В комнате сидели четверо: Тхаржевский, Карачун, Исленов и еще один бандитский зам.
Тхаржевский обнял Адашкевича, и они облобызались.
Ларец я почувствовал сразу: он стоял на полке безо всякого сейфа, и от него мне в лицо бил яростный свет, словно от прожектора на лагерной вышке.
— Это что у вас там за штука за книжками, — ткнул я в ларец пальцем.
Адашкевич тут же зыркнул на ларец, а Исленов елейно произнес:
— Часть древа, на котором распят был Спаситель наш Иисус.
— Понятно, Петр Васильич. Банкиром был, башли воровал, монахом стал — мощи тырит?
— Как вы смеете, — зашипел Исленов.
— То-то я думал, чего в монастырь подался. А он мне решил нагадить…
— Я о душе твоей забочусь, дурак! — вскипел Исленов. — Ты мне помог! Ты меня от ада спас!
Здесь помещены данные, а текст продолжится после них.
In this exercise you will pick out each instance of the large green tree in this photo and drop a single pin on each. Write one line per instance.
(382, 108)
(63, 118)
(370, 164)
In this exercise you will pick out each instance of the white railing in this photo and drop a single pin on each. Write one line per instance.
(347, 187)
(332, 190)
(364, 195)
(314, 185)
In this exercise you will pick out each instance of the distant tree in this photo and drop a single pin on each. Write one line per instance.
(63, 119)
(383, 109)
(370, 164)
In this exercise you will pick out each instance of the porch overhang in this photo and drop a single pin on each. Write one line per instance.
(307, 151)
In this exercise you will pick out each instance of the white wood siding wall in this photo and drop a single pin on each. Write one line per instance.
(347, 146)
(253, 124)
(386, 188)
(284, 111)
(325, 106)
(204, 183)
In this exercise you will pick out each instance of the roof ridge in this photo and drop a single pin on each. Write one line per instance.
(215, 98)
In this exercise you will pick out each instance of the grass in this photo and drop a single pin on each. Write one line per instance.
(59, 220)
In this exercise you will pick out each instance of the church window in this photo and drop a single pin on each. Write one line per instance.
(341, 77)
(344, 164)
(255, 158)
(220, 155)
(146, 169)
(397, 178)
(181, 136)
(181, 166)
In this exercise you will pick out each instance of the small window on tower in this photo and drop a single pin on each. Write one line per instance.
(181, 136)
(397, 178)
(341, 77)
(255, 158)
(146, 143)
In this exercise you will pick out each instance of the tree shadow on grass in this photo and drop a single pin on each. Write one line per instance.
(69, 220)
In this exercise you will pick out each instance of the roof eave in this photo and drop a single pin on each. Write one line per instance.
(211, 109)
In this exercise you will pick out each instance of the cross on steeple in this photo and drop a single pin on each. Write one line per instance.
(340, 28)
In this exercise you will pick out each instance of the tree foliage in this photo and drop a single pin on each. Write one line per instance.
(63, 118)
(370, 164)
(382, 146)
И я тебе помочь хочу.
Нашлась на мою душу гуманитарная помощь! И вообще — если Господь попустил человеку повелевать духами, то чего этот лезет? Я хотел выругаться, но в присутствии прожектора на верхней полке не смог.
— Ты не чирикай, Аладдин, сегодня не твоя очередь чирикать, — заявил Карачун.
— Это еще посмотрим! — заявил я. — Вот это видели?
И я достал из кармана джинна в пластиковой упаковке.
— Знаете, что будет, если меня замочить?
— Никто тебя мочить не собирается, — процедил сквозь зубы Тхаржевский, — покайся и дай клятву не колдовать. И вали на все четыре стороны.